The basic economic problem is about scarcity and choice. Every society has to decide:

  • What goods and services to produce? Does the economy uses its resources to build more hospitals, roads, schools or luxury hotels? Do we make more iPhones and iPads or double-espressos? Does the National Health Service provide free IVF treatment for childless couples?
  • How best to produce goods and services? What is the best use of our scarce resources? Should school playing fields be sold off to provide more land for affordable housing? Should we subsidise the purchase of solar panels for roofs?
  • Who is to receive goods and services? Who will get expensive hospital treatment – and who not? Should there be a minimum wage? Or perhaps a living wage? What are the causes and consequences of poverty in societies across the globe?

Scarcity

We are always uncovering of new wants and needs which producers attempt to supply by using factors of production. For a perspective on the achievements of countries in meeting people’s basic needs, theHuman Development Index produced by the United Nations is worth reading. The economist Amartya Sen(Winner of the 1998 Nobel Prize for Economics) has written extensively on this issue.

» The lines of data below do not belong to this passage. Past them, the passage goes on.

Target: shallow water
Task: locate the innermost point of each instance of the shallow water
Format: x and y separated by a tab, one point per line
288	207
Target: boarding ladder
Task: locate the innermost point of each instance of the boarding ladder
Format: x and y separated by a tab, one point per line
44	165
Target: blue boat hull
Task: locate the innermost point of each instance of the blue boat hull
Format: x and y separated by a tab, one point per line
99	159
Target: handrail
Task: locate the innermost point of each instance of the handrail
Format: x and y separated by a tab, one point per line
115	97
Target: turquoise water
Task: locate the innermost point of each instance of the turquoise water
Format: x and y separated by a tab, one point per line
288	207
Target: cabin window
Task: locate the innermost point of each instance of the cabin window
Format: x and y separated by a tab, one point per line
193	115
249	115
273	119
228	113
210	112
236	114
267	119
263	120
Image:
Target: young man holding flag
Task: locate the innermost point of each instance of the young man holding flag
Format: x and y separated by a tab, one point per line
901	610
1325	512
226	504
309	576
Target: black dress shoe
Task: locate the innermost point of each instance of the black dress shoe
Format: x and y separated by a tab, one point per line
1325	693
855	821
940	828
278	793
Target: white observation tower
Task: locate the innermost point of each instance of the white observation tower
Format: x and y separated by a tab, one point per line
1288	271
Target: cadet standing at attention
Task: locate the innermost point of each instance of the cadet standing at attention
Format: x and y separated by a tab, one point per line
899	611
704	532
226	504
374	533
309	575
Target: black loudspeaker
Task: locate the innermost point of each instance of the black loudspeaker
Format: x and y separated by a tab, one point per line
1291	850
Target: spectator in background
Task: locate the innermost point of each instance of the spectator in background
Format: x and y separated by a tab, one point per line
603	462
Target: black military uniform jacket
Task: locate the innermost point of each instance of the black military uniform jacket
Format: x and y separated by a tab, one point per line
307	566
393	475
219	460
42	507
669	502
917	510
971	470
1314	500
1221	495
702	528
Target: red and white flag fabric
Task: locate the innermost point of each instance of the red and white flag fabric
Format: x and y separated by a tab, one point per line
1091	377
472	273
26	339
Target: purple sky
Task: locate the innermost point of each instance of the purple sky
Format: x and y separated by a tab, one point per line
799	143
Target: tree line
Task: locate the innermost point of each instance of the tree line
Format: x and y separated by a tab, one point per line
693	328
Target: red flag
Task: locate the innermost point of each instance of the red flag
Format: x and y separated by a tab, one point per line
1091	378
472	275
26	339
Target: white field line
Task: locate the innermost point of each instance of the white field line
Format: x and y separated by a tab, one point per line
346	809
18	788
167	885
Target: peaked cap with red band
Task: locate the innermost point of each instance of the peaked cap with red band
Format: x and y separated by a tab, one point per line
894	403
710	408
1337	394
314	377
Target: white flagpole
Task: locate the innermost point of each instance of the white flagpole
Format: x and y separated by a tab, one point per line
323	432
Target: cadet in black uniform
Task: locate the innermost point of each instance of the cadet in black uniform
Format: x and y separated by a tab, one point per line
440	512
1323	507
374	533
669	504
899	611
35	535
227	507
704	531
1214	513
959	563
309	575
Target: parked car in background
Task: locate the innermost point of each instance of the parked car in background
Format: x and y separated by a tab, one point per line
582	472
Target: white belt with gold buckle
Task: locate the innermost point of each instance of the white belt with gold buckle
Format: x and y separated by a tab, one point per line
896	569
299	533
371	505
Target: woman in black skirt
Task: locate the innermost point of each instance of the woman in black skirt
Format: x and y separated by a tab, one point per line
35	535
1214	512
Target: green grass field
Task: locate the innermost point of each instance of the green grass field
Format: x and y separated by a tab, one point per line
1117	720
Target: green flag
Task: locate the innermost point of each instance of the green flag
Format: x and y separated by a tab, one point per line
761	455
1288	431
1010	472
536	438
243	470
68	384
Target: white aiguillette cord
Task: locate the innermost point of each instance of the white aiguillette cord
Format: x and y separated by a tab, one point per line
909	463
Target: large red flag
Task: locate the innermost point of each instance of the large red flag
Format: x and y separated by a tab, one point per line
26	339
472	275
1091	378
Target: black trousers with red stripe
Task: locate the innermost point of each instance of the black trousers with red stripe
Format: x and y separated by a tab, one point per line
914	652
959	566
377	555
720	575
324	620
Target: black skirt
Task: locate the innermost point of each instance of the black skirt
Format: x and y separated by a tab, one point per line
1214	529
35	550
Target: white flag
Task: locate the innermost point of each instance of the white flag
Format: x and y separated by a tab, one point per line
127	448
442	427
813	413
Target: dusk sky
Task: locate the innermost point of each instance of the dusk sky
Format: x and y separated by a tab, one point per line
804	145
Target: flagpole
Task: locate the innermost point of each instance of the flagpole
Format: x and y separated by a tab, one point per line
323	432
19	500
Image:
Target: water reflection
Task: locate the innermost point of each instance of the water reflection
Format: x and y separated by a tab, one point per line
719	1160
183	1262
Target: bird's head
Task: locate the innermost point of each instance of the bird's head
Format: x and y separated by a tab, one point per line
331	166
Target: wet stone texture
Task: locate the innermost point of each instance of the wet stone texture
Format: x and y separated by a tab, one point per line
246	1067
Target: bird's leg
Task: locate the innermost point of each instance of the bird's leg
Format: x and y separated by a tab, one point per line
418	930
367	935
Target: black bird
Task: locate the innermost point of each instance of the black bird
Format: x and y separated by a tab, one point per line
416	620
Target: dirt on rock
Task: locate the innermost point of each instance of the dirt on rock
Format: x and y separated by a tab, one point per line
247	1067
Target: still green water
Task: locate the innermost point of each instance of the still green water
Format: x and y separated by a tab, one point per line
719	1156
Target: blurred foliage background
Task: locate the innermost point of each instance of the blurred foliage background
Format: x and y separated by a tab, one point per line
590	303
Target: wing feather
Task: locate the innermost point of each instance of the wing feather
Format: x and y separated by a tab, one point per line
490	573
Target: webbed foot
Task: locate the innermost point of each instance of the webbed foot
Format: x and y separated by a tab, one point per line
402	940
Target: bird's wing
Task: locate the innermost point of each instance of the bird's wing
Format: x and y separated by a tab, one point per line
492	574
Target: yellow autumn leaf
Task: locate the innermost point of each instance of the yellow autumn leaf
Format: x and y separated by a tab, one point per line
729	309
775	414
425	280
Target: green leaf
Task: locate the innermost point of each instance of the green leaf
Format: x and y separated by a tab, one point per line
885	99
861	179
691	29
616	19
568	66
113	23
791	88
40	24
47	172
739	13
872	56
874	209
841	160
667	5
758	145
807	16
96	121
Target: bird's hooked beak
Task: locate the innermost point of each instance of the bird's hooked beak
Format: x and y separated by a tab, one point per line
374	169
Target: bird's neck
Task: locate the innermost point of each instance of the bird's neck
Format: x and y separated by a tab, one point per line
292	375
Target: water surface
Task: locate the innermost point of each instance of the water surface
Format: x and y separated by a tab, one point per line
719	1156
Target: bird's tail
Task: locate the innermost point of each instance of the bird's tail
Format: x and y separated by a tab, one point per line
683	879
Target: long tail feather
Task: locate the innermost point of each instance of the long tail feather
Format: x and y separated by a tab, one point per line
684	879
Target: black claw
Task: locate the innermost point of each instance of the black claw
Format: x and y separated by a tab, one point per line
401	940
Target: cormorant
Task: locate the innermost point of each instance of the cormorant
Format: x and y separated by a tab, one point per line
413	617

Scarcity means we all have to make choices

Because of scarcity, choices must be made by consumers, businesses and governments. For example, over six million people travel into London each day and they make decisions about when to travel, whether to use the bus, the tube, to walk or cycle or work from home. Millions of decisions are taken, many of them are habitual – but somehow on most days, people get to work on time and they get home too in safety if not in comfort!

Key Point: Trade-offs and Choices

Making a choice made normally involves a trade-off – this means that choosing more of one thing can only be achieved by giving up something else in exchange.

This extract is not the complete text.